What categories of metabolites can be detected by GC-MS?
A: GC-MS can detect metabolites such as organic acids, amino acids, monosaccharides, sugar alcohols, amines, fatty acids, indoles, monoglycerides, nucleosides, disaccharides, tocopherols, sterols, etc.
It is said that GC should be derivatized, is this the process to be done in all GC assays?
A: No, it is not. The samples of volatile substances do not need to be derivatized. The data from derivatization analysis can be searched by both fiehn and NIST, but only the NIST library can be searched without derivatization.
What metabolites are suitable for detection by LC-MS?
A: Most substances such as lipids, bile acids, amino acids, and nucleotides can be detected using LC-MS
How to choose positive or negative ion mode when mass spectrometry?
A: The choice of positive or negative ion mode is mainly based on the nature of the compound, and the mobile phase environment affects the sensitivity of the analysis. Some substances tend to be positively charged and some tend to be negatively charged. For example, alkaline compounds tend to be positively charged with additionally charged protons or other positively charged ions. Acidic compounds tend to be negatively charged, losing protons or adding other negatively charged ions.

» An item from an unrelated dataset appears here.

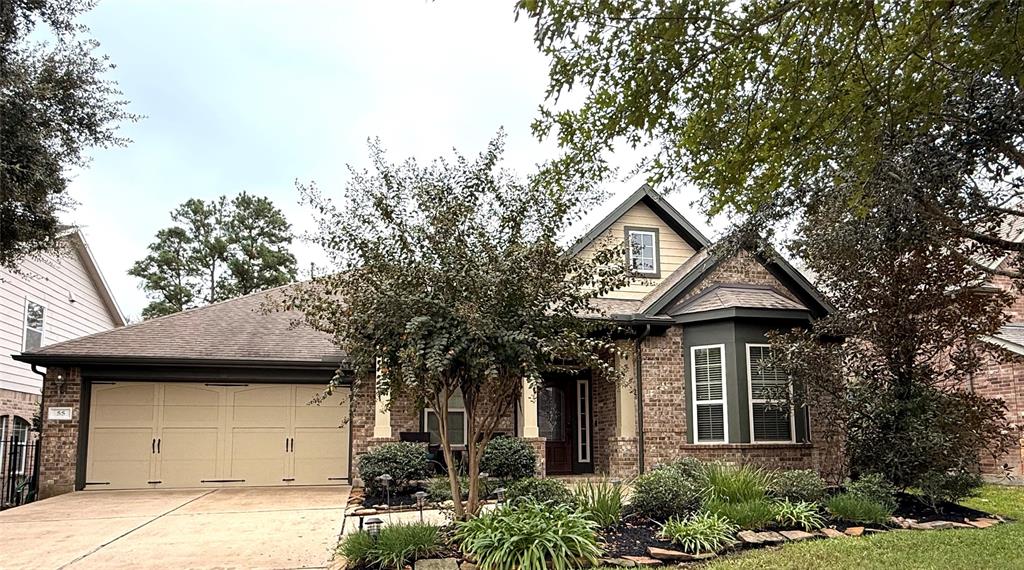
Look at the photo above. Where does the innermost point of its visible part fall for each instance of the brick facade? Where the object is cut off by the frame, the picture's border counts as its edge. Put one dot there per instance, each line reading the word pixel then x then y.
pixel 1004 380
pixel 22 404
pixel 59 447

Substances containing carboxyl and sulfonic acid groups can generally be used in negative ion mode because they can be ionized to R-COO- and R-SO3- under general conditions. In an acidic mobile phase, e.g. below pH 3, carboxylate may not ionize well into negative ions. The sensitivity of negative ion monitoring decreases at this point, while sulfonic acid roots are more acidic and can still be ionized.
At present, the positive ion mode is generally used more often. Because of the nature of the column mobile phase is generally on the acidic side (pH 2-8), and the ESI ion source is commonly used. Under acidic conditions most of the more polar compounds can add and hydrogen ions to form positive ions, such as flavonoids, lipids, sugars, etc. without nitrogen. The negative ion mode is correspondingly generally one order of magnitude smaller than the positive ion mode.
Therefore, in practice, it is necessary to choose according to the actual situation conditions, or both modes can be applied.
How to have more reliable metabolomics results?
A: The TIC of the blank can be used to see if the column has residues from the previous project and if the instrument is clean. QC can be used to measure the stability of the instrument, to do inter-batch correction, and to screen for FEATURES.
Do I need to add internal standards for target assays?
A: The commonly used quantitative methods for target assays are external and internal standards. The external standard method does not add internal standards. The internal standard method requires the addition of an internal standard, and the addition of a stable isotope internal standard is preferable.
What is the difference between a base peak map (BPC) and a total ion flow map (TIC)?
A: The Base Peak is the peak of the most intense ion in the mass spectrogram within a specified mass-to-charge ratio.
Base Peak Chromatogram (BPC): A chromatogram obtained by successively depicting the intensity of the most intense ion in the mass spectrometer at each time point.
Total ion flow chromatogram (TIC): A plot of the sum of the intensities of all ions over a selected mass range against time or number of scans.
Both TIC and BPC are reflections of the overall information of the sample. In general, BPC plots are more beautiful than TIC plots, so they are often used in articles. However, some scholars think that the BPC graph is not a true reflection of the sample, so they do not accept the BPC but only the TIC.
Why is the content of substance A significantly greater than substance B in the experiment, yet the signal intensity of substance B is significantly greater than that of substance A in the metabolomic data?
A: Since different substances have different molecular structures and property groups, the ionization efficiency, signal response intensity and other parameters of different substances in mass spectrometry are different, and the final result is that the mass spectrometry detection efficiency of different substances varies greatly. Therefore, the comparison of quantitative results of metabolomics is only applicable to the comparison between the same substance in different states (experimental/control), not the comparison of different substances in the same experimental state.
After finding the differential metabolite, how do you validate the function of this metabolite?
A: Qualitative and quantitative validation is performed first. We use triple quadruple rods for targeting validation to obtain absolute quantitative information. Then analyze which regulatory pathway the differential metabolite belongs to by metabolic pathway. Functional validation of molecules on that pathway can be performed. In addition, other omics data, such as transcriptome and proteome, can be added to complement each other.